Sin embargo, en el caso de los establecimientos que se ha dicho, fueron clausurados debido a que operaban con un giro distinto al que su licencia de funcionamiento establecía, dijeron que es un tema de corrupción que no es responsabilidad de los trabajadores, sino del gobierno.
“Esos permisos no los dieron los meseros, los capitanes o los dieron los gerentes, no, esos permisos los dio el gobierno, ¿quién permitió operar a esos 70 negocios de forma anómala?, ¿quién fue? Y si, afectan a los 70 dueños, pero también afectan a más de tres mil familias y fue una decisión de ellos, ellos nombraron a alguien que se corrompió, que fue un corrupto”, apuntaron.
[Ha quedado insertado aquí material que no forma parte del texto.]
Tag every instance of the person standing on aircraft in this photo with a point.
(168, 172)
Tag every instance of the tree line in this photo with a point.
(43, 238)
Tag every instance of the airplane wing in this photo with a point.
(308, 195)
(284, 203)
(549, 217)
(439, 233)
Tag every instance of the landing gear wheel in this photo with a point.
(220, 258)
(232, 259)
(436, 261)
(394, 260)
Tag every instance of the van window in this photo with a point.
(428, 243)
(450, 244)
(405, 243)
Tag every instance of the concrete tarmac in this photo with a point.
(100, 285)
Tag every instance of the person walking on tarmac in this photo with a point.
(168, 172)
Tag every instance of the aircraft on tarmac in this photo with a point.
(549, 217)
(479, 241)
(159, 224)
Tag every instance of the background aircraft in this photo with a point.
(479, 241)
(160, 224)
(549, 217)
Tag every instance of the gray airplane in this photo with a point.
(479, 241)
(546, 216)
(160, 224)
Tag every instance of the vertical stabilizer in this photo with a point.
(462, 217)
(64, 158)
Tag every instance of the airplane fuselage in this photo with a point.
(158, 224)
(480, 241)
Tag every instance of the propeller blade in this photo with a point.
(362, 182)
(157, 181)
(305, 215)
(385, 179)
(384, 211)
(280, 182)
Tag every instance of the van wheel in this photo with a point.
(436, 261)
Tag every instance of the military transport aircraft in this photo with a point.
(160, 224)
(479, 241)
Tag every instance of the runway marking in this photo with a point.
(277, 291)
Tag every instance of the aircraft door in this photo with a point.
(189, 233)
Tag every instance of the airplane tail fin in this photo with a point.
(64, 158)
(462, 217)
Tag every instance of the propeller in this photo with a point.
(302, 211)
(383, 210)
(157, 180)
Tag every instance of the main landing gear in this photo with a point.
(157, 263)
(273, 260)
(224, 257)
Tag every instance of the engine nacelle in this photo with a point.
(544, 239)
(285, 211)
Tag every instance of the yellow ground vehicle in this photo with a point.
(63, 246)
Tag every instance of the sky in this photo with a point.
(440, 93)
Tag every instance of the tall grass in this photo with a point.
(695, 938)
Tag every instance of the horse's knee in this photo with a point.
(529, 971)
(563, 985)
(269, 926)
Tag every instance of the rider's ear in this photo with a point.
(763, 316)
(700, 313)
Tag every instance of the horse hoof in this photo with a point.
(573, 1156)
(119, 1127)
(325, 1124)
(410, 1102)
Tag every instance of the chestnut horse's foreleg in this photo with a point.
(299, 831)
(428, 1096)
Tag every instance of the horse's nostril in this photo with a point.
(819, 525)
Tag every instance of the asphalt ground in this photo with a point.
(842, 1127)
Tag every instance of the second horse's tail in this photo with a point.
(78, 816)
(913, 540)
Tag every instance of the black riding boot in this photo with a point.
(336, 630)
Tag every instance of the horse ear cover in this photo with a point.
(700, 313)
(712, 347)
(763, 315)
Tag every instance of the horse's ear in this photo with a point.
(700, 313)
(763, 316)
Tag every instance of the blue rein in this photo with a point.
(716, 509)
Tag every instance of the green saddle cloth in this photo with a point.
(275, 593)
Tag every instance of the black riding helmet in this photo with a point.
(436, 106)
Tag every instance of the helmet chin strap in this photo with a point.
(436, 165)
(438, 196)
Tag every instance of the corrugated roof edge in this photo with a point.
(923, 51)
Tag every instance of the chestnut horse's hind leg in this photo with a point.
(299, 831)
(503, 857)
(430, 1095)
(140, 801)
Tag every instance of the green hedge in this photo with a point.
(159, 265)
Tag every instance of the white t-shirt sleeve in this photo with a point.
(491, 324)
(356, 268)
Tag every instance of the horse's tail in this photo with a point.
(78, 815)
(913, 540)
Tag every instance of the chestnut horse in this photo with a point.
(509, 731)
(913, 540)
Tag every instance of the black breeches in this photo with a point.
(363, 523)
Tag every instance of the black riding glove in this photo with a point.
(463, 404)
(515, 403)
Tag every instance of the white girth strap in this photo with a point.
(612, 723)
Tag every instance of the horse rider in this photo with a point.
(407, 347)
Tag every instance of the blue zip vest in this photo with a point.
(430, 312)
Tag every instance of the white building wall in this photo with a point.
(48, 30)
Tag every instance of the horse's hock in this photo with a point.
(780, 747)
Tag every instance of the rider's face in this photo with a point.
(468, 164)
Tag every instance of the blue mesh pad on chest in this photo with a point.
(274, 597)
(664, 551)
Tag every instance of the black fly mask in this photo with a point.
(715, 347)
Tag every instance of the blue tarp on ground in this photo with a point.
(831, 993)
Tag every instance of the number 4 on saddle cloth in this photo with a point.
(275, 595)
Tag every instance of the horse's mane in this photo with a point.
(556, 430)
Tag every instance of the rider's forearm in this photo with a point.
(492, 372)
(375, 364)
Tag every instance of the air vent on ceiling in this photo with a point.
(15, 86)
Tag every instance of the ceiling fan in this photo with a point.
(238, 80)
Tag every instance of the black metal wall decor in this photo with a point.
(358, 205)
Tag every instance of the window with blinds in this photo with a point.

Lo anterior lo dieron a conocer en rueda de prensa ante medios de comunicación, posterior a ello, el secretario de Gobierno, Carlos Alcaraz Gutiérrez, los recibió en su oficina para establecer una mesa de diálogo en la que se acordó, entre otras cuestiones, que al menos 50 establecimientos serán abiertos en fechas próximas.
“Podría ser de forma inmediata (la reapertura), si nos dan tiempo y solucionan estos problemas menores que tenemos en estos lugares, y tenemos los papeles ahorita en regla, abrimos quizá hoy por la tarde o mañana, pero lo que sí podemos asegurar es que, antes del 29 de noviembre, de los 70 lugares, 50 muy probablemente estén abiertos”.